UNA NUOVA VITA DAL 2013. Fino all'accoglienza a Bari in una comunità nel 2013. Da allora Wali ha imparato benissimo l'italiano, una delle sette lingue che parla, ed è stato riconosciuto come profugo. Vive da solo e lavora come interprete in un centro per richiedenti asilo di Pavia e per l'avviamento di altri centri in Lombardia. Si è anche iscritto all'università in Scienze di mediazione linguistica. «All'inizio non è stato facile, la cultura era così diversa», confessa a Lettera43.it, «ma ora sto bene. L'Italia mi ha dato l'istruzione che i talebani mi negano e che mio padre medico, ucciso da un imam con l'aiuto della gente del posto, avrebbe voluto per me».

Con il fratello minore.

Con gli stranieri che segue per l'associazione Lia anche nel centro di Capriate San Gervasio di Bergamo, Wali prepara una scultura da donare al Comune in segno di riconoscenza.
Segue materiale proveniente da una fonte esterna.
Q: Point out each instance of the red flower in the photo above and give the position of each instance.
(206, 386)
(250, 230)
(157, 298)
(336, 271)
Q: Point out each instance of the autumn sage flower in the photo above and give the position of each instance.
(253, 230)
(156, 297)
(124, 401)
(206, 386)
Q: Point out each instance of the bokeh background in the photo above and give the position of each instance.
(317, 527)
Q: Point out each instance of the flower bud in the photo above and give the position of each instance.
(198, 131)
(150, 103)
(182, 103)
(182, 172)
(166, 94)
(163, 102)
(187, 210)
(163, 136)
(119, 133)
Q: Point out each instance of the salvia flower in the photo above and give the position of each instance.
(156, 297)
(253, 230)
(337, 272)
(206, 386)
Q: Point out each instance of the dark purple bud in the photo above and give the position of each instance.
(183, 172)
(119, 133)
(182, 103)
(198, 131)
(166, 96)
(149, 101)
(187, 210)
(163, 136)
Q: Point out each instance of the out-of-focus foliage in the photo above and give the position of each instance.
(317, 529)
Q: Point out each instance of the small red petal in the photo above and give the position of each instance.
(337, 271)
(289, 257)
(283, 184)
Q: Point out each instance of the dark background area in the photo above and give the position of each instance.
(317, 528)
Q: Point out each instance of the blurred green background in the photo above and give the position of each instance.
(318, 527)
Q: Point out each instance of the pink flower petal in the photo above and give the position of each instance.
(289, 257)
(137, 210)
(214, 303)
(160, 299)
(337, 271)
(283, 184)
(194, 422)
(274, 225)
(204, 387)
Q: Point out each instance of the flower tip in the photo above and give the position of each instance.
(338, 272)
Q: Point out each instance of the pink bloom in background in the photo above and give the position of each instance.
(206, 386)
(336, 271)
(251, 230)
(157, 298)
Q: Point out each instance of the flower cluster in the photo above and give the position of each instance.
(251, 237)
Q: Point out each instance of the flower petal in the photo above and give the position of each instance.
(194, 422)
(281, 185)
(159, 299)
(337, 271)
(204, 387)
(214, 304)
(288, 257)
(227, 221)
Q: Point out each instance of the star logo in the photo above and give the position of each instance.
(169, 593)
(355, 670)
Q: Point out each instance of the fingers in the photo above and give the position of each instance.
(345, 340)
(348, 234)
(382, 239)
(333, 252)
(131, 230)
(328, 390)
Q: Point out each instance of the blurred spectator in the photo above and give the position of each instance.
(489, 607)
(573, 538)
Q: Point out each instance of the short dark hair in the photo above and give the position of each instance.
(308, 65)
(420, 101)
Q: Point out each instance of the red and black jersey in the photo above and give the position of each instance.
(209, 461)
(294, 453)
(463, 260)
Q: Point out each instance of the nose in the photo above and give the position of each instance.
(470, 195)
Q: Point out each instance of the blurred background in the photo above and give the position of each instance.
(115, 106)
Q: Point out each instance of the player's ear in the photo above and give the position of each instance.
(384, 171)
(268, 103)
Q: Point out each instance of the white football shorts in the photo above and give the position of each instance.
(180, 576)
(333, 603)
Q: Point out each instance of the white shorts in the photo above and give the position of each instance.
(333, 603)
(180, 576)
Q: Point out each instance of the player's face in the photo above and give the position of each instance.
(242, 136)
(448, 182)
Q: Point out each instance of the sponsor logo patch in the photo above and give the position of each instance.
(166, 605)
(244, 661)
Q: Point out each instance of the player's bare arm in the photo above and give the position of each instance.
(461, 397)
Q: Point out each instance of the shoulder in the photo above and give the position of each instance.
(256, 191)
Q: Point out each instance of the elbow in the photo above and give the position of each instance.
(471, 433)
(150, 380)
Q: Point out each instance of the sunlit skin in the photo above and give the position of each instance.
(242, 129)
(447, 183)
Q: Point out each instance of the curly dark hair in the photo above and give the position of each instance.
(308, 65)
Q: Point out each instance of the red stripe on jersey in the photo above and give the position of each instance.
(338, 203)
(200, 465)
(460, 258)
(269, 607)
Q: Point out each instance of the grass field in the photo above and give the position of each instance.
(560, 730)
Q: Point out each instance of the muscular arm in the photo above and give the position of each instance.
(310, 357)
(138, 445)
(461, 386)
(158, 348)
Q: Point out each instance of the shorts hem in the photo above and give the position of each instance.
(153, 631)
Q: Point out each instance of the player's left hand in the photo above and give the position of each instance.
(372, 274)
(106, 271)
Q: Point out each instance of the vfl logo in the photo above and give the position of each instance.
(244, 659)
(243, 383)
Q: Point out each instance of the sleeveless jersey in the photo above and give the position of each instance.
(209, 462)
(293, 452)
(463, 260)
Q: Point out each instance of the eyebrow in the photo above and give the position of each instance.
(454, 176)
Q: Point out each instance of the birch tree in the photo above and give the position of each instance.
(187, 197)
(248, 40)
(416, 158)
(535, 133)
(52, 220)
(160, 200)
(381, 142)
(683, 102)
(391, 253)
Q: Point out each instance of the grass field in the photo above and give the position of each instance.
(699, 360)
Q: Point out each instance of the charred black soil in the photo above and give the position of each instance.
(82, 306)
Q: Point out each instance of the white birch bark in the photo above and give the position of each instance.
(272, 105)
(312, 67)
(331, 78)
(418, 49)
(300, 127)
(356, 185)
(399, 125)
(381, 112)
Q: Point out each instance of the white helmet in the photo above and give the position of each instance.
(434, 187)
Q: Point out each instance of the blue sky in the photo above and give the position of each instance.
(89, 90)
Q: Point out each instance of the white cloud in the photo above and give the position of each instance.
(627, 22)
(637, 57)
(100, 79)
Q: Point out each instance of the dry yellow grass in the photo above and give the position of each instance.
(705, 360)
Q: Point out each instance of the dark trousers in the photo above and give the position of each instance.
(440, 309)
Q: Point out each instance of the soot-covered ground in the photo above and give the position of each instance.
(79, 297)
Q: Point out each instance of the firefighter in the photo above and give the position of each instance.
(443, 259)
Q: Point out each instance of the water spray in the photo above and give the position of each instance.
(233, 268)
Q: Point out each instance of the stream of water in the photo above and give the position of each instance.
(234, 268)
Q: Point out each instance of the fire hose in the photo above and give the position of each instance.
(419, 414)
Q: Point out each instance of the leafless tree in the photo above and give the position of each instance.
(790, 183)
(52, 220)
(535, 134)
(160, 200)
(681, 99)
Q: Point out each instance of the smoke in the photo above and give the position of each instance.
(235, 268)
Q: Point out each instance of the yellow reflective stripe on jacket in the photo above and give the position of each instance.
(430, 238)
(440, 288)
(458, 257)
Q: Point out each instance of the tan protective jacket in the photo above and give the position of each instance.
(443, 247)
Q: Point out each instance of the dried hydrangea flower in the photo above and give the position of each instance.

Le sculture sono un'altra sua passione, come il russo e il tedesco che il ragazzo studia anche per aiutare il fratello più piccolo Atai Dostomohammad che la Germania vuole rispedire in Afghanistan. Vengono da un villaggio di talebani al confine con il Pakistan, a Sud della provincia dell'Isis di Nangahar dove Donald Trump ha sganciato la madre di tutte le bombe, e «per i tedeschi è una zona sicura».

DOMANDA. Cosa significa crescere sotto i talebani?
RISPOSTA.
Non poter andare in scuole normali a studiare materie come matematica e biologia, ma nelle madrasse, le cosiddette scuole coraniche dove ti indottrinano che se ti fai saltare in aria vai in “paradiso”. Tutti i giovani ormai vanno lì. Nelle zone rurali i talebani hanno aperto anche luoghi d'addestramento per kamikaze che in realtà non sanno neanche per chi o cosa davvero combattono.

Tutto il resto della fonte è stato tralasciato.